Hearing your doctor describe your pregnancy as “high-risk” can be a frightening and overwhelming experience. The term itself sounds alarming, often conjuring up worst-case scenarios. However, in the medical field, “high-risk” does not mean that something is guaranteed to go wrong. It simply means that you or your baby have an increased chance of experiencing health problems during the pregnancy, delivery, or postpartum period, and therefore, you require closer monitoring and specialized care.
A high-risk designation is a proactive measure. It is the medical system’s way of ensuring that you receive the exact level of attention, testing, and expertise needed to mitigate those risks and achieve the best possible outcome: a healthy mother and a healthy baby.
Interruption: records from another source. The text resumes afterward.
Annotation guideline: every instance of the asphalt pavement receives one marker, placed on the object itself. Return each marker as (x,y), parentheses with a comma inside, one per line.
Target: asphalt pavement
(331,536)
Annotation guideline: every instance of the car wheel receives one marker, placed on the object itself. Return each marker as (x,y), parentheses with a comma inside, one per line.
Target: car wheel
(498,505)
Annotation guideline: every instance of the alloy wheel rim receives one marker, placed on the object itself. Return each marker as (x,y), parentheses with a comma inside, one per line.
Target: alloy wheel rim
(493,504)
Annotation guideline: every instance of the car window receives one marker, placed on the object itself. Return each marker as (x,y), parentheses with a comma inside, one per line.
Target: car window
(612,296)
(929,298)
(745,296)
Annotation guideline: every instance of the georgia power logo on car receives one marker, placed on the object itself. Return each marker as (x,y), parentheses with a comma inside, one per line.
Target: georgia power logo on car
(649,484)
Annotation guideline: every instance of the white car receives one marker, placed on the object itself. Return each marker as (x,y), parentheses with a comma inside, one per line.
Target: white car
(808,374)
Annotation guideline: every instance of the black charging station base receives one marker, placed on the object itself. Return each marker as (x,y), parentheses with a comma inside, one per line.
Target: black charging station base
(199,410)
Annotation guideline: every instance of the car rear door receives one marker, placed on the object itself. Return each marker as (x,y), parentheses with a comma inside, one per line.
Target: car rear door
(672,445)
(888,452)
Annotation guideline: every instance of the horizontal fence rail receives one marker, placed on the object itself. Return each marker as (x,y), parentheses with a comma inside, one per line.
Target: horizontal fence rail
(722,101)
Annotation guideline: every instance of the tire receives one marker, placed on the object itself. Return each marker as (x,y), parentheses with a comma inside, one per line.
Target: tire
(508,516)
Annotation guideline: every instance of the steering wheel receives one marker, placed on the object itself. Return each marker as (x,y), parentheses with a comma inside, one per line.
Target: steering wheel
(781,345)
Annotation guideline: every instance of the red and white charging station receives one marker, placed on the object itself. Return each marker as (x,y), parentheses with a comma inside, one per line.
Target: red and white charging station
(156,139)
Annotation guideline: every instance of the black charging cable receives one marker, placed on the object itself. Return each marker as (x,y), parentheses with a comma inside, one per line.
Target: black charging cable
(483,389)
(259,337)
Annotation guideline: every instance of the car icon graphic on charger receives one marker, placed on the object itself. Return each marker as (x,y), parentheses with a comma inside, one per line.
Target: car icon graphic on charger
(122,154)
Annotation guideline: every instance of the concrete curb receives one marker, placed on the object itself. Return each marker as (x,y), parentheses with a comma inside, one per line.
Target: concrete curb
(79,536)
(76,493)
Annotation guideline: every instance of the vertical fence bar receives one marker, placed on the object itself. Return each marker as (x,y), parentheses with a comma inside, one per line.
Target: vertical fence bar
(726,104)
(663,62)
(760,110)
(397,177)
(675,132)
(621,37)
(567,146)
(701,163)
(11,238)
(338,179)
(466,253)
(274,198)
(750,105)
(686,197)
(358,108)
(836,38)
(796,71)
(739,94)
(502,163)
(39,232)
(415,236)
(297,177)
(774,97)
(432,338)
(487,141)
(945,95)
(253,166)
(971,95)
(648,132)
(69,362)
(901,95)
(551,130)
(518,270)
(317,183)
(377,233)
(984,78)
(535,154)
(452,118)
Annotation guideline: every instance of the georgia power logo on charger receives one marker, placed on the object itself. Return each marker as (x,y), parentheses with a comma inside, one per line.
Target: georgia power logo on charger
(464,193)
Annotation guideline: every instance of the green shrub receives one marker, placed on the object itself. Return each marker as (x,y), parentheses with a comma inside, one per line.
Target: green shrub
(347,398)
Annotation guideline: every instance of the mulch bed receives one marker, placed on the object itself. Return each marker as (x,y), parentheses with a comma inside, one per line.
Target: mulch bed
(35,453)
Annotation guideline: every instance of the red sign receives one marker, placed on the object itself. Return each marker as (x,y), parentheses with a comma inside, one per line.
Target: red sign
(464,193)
This comprehensive guide is designed to demystify the concept of a high-risk pregnancy. We will explore the various factors that can lead to this classification, detail the specific conditions that require specialized management, explain how your prenatal care will differ from a routine pregnancy, and provide actionable advice on how to navigate this journey with confidence and peace of mind.
Section 1: What Makes a Pregnancy High-Risk?
A pregnancy can be classified as high-risk for a multitude of reasons. These factors generally fall into four main categories: maternal age, pre-existing medical conditions, conditions that develop during pregnancy, and issues related to the pregnancy itself.
1. Maternal Age
Age is one of the most common reasons for a high-risk designation.
- Advanced Maternal Age (AMA): Women who will be 35 or older at their estimated due date are considered to be of advanced maternal age, as defined by ACOG. While many women in their late 30s and 40s have perfectly healthy pregnancies, the risk of certain complications—such as chromosomal abnormalities (like Down syndrome), gestational diabetes, preeclampsia, and miscarriage—increases with age.
- Teen Pregnancy: Pregnant teenagers (under age 17) are also at a higher risk for complications, including high blood pressure, anemia, and premature labor, often due to a combination of biological immaturity and socioeconomic factors.
2. Pre-Existing Medical Conditions
If you have a chronic health condition before you become pregnant, it can affect the pregnancy, and the pregnancy can, in turn, affect your condition. Common pre-existing conditions that require high-risk management include:
- Chronic Hypertension (High Blood Pressure): Increases the risk of preeclampsia, placental abruption, and restricted fetal growth.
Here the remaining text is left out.